FIG 1 NGS genome analysis. The general process of using NGS for analysis of a single genome is depicted in this figure. Note that there are many variations on this approach. Purified DNA (i.e., input genome) is fragmented and run through the DNA sequencing process. The sequencing instrument produces either short (e.g., for Illumina) or long (e.g., for Pacific Biosciences) sequence reads depending on the platform used. When the goal is to produce a complete genome (e.g., for identifying virulence or antibiotic resistance genes or for comparative genomic studies), the reads are assembled into genomes using specialized software.

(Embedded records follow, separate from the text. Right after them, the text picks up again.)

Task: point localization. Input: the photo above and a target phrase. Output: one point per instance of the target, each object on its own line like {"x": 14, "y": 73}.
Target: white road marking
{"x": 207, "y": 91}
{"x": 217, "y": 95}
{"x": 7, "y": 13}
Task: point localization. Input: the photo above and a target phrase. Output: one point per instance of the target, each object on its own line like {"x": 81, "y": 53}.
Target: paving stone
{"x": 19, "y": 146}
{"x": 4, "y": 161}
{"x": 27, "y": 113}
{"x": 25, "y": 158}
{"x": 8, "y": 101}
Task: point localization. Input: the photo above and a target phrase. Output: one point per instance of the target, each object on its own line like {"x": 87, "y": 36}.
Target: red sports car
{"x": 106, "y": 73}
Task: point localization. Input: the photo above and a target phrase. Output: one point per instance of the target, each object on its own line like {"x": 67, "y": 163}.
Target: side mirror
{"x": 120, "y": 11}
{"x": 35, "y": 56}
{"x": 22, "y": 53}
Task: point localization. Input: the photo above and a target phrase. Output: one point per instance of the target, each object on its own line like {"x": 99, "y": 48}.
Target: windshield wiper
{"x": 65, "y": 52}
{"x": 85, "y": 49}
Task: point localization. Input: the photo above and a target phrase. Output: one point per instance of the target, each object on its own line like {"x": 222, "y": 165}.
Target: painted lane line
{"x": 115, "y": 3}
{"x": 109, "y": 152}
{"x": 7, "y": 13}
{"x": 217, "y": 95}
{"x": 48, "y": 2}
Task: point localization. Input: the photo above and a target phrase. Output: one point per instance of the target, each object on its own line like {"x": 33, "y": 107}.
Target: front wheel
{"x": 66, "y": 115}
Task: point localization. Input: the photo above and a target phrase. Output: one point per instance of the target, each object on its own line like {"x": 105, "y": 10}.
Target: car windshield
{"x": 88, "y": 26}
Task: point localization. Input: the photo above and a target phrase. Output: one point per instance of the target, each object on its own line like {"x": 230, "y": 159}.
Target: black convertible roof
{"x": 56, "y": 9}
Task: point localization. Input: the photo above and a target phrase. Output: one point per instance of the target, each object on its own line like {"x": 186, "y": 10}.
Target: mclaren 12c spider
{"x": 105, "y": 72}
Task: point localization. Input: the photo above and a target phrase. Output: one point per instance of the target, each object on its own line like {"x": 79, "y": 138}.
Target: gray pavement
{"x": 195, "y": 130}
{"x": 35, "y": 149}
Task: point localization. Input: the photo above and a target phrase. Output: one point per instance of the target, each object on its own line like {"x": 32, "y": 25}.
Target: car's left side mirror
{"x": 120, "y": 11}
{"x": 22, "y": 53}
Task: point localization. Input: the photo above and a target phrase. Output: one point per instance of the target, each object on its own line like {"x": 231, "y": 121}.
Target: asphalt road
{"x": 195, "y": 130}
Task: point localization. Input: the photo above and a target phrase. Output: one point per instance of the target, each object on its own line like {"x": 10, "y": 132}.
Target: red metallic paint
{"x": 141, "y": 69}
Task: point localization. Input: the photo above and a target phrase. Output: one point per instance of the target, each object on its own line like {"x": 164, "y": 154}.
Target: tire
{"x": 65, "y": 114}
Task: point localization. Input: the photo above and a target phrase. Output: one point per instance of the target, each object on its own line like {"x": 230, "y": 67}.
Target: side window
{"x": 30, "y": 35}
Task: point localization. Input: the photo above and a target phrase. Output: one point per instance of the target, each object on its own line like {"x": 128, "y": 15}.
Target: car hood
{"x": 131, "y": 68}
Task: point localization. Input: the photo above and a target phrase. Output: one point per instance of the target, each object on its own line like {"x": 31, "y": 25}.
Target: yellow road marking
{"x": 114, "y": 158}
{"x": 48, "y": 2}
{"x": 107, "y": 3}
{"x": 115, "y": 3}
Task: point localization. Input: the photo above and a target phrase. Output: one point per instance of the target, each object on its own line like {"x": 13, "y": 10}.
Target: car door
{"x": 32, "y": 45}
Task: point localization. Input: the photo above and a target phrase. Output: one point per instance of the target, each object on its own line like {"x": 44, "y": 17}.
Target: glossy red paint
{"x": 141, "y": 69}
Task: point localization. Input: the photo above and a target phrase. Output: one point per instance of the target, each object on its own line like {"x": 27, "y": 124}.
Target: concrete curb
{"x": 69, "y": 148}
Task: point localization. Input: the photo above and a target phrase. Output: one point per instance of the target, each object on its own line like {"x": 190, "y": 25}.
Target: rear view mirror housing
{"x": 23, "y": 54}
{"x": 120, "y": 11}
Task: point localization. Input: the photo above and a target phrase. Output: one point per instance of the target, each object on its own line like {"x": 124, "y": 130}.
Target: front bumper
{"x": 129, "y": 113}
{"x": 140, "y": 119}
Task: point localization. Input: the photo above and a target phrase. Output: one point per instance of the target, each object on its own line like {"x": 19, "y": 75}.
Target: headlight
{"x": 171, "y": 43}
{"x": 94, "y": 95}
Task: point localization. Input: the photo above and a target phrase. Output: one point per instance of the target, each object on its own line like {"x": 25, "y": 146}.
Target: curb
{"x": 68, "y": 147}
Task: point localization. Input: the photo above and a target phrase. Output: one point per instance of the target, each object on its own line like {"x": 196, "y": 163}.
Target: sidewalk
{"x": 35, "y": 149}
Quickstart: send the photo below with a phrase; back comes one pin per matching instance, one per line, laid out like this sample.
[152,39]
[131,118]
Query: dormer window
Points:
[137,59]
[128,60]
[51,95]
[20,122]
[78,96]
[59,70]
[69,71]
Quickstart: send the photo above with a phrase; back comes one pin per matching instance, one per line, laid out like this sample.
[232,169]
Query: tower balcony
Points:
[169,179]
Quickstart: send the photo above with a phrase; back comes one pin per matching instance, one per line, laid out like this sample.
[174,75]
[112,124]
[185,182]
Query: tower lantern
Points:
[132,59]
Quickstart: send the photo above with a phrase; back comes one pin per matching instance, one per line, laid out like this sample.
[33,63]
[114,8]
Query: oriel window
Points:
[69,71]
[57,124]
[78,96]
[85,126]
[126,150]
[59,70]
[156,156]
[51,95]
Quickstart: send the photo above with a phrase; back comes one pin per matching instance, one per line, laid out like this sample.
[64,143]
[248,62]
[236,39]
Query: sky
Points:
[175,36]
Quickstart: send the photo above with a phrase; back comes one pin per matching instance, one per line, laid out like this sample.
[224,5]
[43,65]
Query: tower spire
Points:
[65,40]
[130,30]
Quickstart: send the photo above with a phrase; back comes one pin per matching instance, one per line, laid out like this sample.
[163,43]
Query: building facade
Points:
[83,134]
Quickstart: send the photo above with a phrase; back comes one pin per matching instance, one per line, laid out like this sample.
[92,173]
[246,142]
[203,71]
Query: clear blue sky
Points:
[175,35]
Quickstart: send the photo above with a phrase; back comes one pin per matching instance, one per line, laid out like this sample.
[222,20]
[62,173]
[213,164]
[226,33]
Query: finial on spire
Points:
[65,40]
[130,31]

Some gaps in the assembly may occur, leading to a draft genome sequence composed of many contigs. When the genome is assembled without gaps, it is said to be closed. When the goal is to identify variants (e.g., SNPs) with respect to a reference genome, the reads can be aligned directly with the reference genome and sequence variants can be identified using specialized programs. These variants serve to define the organism at the subspecies and strain level and are useful in epidemiological tracking as well as to identify mutations that occur.
FIG 2 NGS workflow. A high-level overview of the steps taken in the NGS data production process and some of the equipment and software used in this process. The specific instruments and programs may vary as there are multiple solutions (e.g., Table 2). DB, database; QA, quality assurance; seq’ing, sequencing; conc, concentration; LIMS, laboratory information management system.
FIG 3 Potential clinical applications for metagenomics sequencing. There are numerous potential applications of NGS technology to the clinical microbiology laboratory. Each entry in the chart represents a potential area for the utilization of NGS diagnostics and/or future research.
FIG 4 The FDA is considering the following information for the clearance/approval of an infectious disease NGS-based test/assay. The FDA presubmission process can be utilized for outstanding questions and to request additional information while policy is still being developed (26). IRB, institutional review board.